“In all these sufferings Marguerite grew in her belief of God's presence in her life and of His tender love for every human person. She, in turn, wanted to make known His compassionate love to all. She undertook many charitable works with complete trust in God, who she loved as a Father.” (Vatican biography of Saint Marguerite d’Youville)
Today, October 16, we celebrate the feast day of Saint Marguerite d’Youville (1701-1771), the foundress of the Sisters of Charity of Montreal (known as the “Grey Nuns”). A widow and mother of two young sons, Marguerite looked beyond her family, generously extending her charity to the world’s wounded people in her midst. In the broken hearts, spirits and bodies of the destitute she saw Jesus Christ. At her beatification Pope John XXIII called her “Mother of Universal Charity.”
Grey Nuns” due to the color of their habits, these tireless women were mocked and derided by society, as service to the poor was not looked upon with favor in that time. (Humorously, the word “grey” in translation can also mean “tipsy” or “drunken,” which the sisters were occasionally called in reference to Marguerite’s late husband’s bootlegging career. In humility, Marguerite chose grey as the color of the order’s habits, to remind her sisters of their humble beginnings.)
“Pope John XXIII beatified Marguerite on May 3, 1959 and called her "Mother of Universal Charity" - a well-merited title for one who continues to this day to reach out to all with love and compassion. Marguerite d'Youville can sympathize with the unfortunate and painful situation of so many orphans, with adolescents worried about the future, with disillusioned girls who live without hope, with married woman suffering from unrequited love and with single parents. But most especially, Marguerite is a kindred spirit with all who have given their lives to helping others.”
St. Marguerite d'Youville,
During your lifetime,
you opened your heart and home
to every type of human misery.
Listen now to my prayer of petition.
I count on you to plead with the God of Love
to grant the favor I seek with confidence and trust.
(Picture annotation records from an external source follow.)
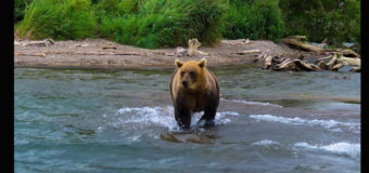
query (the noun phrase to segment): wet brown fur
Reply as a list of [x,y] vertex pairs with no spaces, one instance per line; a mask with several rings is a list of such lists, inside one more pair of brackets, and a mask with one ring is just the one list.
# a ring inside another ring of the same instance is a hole
[[[169,91],[175,107],[175,118],[179,127],[188,129],[191,125],[192,112],[204,110],[201,120],[205,125],[213,125],[219,104],[219,82],[213,72],[206,68],[206,59],[200,62],[176,61],[176,69],[169,81]],[[183,86],[182,81],[188,82]]]

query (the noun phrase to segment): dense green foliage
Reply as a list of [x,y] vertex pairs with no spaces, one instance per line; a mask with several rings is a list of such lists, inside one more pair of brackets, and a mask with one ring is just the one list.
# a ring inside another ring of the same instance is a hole
[[359,0],[280,0],[287,35],[330,43],[360,42]]
[[17,23],[24,17],[24,10],[31,0],[14,0],[14,23]]
[[284,22],[278,0],[255,0],[253,3],[232,0],[224,19],[224,37],[278,41],[284,35]]
[[[360,42],[359,0],[16,0],[16,35],[99,37],[142,48],[227,39]],[[24,9],[24,10],[23,10]]]
[[25,10],[20,37],[58,40],[92,37],[96,18],[88,0],[36,0]]
[[[98,6],[106,6],[103,3],[98,3]],[[198,38],[205,44],[221,38],[219,22],[222,9],[217,2],[129,0],[115,3],[109,5],[115,9],[101,16],[99,30],[103,37],[120,43],[158,48],[184,45],[191,38]]]

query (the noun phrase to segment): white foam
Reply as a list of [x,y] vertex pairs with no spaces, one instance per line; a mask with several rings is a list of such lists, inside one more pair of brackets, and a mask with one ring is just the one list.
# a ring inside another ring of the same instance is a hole
[[[191,125],[195,125],[202,112],[193,114],[191,119]],[[231,120],[229,116],[239,116],[236,111],[222,111],[217,112],[215,117],[215,124],[226,124]],[[103,118],[109,119],[109,125],[114,128],[130,127],[136,129],[142,129],[148,127],[163,127],[169,130],[178,130],[178,124],[174,116],[174,107],[123,107],[118,109],[115,116],[103,115]],[[103,130],[103,127],[99,127],[98,130]]]
[[252,101],[242,101],[242,99],[225,99],[225,98],[220,98],[220,99],[222,99],[222,101],[228,101],[228,102],[234,102],[234,103],[246,104],[246,105],[262,105],[262,106],[283,107],[283,106],[280,106],[280,105],[270,104],[270,103],[264,103],[264,102],[252,102]]
[[262,139],[258,142],[253,143],[252,145],[259,145],[259,146],[269,146],[269,145],[277,145],[278,142],[271,139]]
[[302,119],[300,117],[284,118],[284,117],[278,117],[278,116],[272,116],[272,115],[251,115],[250,118],[257,119],[257,120],[280,122],[280,123],[285,123],[285,124],[319,125],[319,127],[323,127],[334,132],[342,132],[340,129],[341,127],[348,128],[355,133],[359,133],[360,131],[360,123],[354,123],[354,122],[340,122],[335,120],[317,120],[317,119],[308,120],[308,119]]
[[295,147],[308,149],[308,150],[316,150],[316,151],[323,151],[329,154],[336,154],[336,155],[344,155],[352,158],[360,158],[360,144],[349,144],[349,143],[333,143],[330,145],[325,146],[317,146],[317,145],[309,145],[307,143],[295,143]]

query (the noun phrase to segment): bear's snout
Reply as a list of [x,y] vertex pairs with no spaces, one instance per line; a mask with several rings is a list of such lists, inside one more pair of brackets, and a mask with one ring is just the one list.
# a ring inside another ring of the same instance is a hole
[[183,81],[182,81],[182,85],[183,85],[184,88],[187,88],[187,86],[189,86],[189,82],[188,82],[187,80],[183,80]]

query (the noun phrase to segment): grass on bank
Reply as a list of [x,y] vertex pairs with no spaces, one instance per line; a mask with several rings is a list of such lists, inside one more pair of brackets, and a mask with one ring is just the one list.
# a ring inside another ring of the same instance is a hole
[[93,37],[96,18],[88,0],[37,0],[25,9],[21,38],[56,40]]
[[360,43],[359,0],[16,0],[15,9],[16,37],[29,39],[107,38],[150,49],[290,35]]

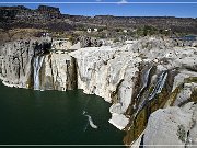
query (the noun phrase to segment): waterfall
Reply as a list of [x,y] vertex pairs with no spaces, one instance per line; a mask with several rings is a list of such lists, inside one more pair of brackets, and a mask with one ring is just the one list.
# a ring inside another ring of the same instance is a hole
[[42,68],[44,56],[34,57],[34,90],[39,90],[39,70]]

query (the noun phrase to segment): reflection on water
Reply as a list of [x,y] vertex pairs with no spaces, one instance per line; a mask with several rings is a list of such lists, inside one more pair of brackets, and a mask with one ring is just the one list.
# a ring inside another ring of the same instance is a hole
[[109,105],[81,90],[33,91],[0,84],[0,144],[121,145],[125,133],[108,123]]

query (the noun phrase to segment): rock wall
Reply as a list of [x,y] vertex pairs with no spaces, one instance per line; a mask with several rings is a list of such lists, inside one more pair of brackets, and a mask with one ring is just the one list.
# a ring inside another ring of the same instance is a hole
[[76,60],[68,54],[49,53],[48,39],[7,43],[0,53],[0,78],[5,86],[34,90],[77,88]]
[[[143,140],[152,144],[146,136],[150,137],[154,132],[150,123],[160,125],[150,122],[154,111],[178,106],[171,115],[177,119],[173,126],[176,128],[182,124],[178,121],[182,107],[197,101],[196,47],[177,47],[172,39],[155,37],[119,46],[66,50],[65,54],[49,52],[50,45],[50,42],[46,44],[43,41],[5,44],[0,53],[3,83],[35,90],[66,91],[78,88],[84,93],[100,95],[112,103],[109,123],[127,132],[125,144],[137,139],[138,144]],[[159,111],[158,114],[163,115]],[[190,116],[193,112],[186,114]],[[187,122],[184,128],[189,124]],[[163,126],[170,125],[164,122]],[[194,137],[196,129],[189,134]],[[154,140],[155,137],[150,138]]]
[[47,39],[15,41],[0,47],[0,78],[10,87],[30,88],[33,57],[49,47]]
Gift us as you were gifted;
with ever deepening faith,
with firm hope and trust.
Let my life be for all a service of love.
Mother of Universal Charity,
your love for the poor
made the impossible possible.
Please make haste to help me.
Day 289 of 365
Prayer Intentions: Compassionate Love for all; Service to Others.
Requested Intentions: Son’s employment (K); Discernment of the Lord’s will (A); Mother’s full recovery from a stroke (K); Employment (P); For family’s prosperity and employment (M); For a husband’s addiction (F); Health in a relationship, literary representation (D); For a mother struggling with cancer (P); Employment and financial assistance (L); End to work troubles, return to health (R); For a husband’s recovery from alcoholism (M); For a pregnant sister in the ICU (J); For a family’s safety, health, and successful education (S); Successful employment and relationship (E); Reconciliation with a friend, sanctity of a relationship (G); Increase in Rosary prayers by youth and students (S); Successful outcome of court case and employment (L); For guidance and righteous love (K); Restoration of a relationship (H); For successful employment (I); For a daughter’s successful relationship (M); For a relationship sanctified by God (M); For health of father; For canonization of Pope John Paul II (A); Those suffering from depression (J); Successful adoption (S); Healing of a father battling cancer (S).
Why pray the Rosary every day for a year?
Each time the Blessed Virgin has appeared-- whether it be to Saint Bernadette Soubirous at Lourdes; to Lucia, Jacinta, and Francisco at Fatima; or to Mariette Beco at Banneux-- she has asserted the importance, saving grace, and power of praying the Holy Rosary on a daily basis. Based upon her words, the Rosary is penance and conversion for sinners, a pathway to peace, an end to war, and a powerful act of faith in Jesus Christ. Pope Paul VI presented the Rosary as a powerful means to reach Christ "not merely with Mary but indeed, insofar as this is possible to us, in the same way as Mary, who is certainly the one who thought about Him more than anyone else has ever done."
To show us how this is done, perhaps no one has been more eloquent than the great Cardinal Newman, who wrote: "The great power of the Rosary consists in the fact that it translates the Creed into Prayer. Of course, the Creed is already in a certain sense a prayer and a great act of homage towards God, but the Rosary brings us to meditate again on the great truth of His life and death, and brings this truth close to our hearts. Even Christians, although they know God, usually fear rather than love Him. The strength of the Rosary lies in the particular manner in which it considers these mysteries, since all our thinking about Christ is intertwined with the thought of His Mother, in the relations between Mother and Son; the Holy Family is presented to us, the home in which God lived His infinite love."
As Mary said at Fatima, "Jesus wants to use you to make Me known and loved. He wishes to establish the devotion to My Immaculate Heart throughout the world. I promise salvation to whoever embraces it; these souls will be dear to God, like flowers put by Me to adorn his throne."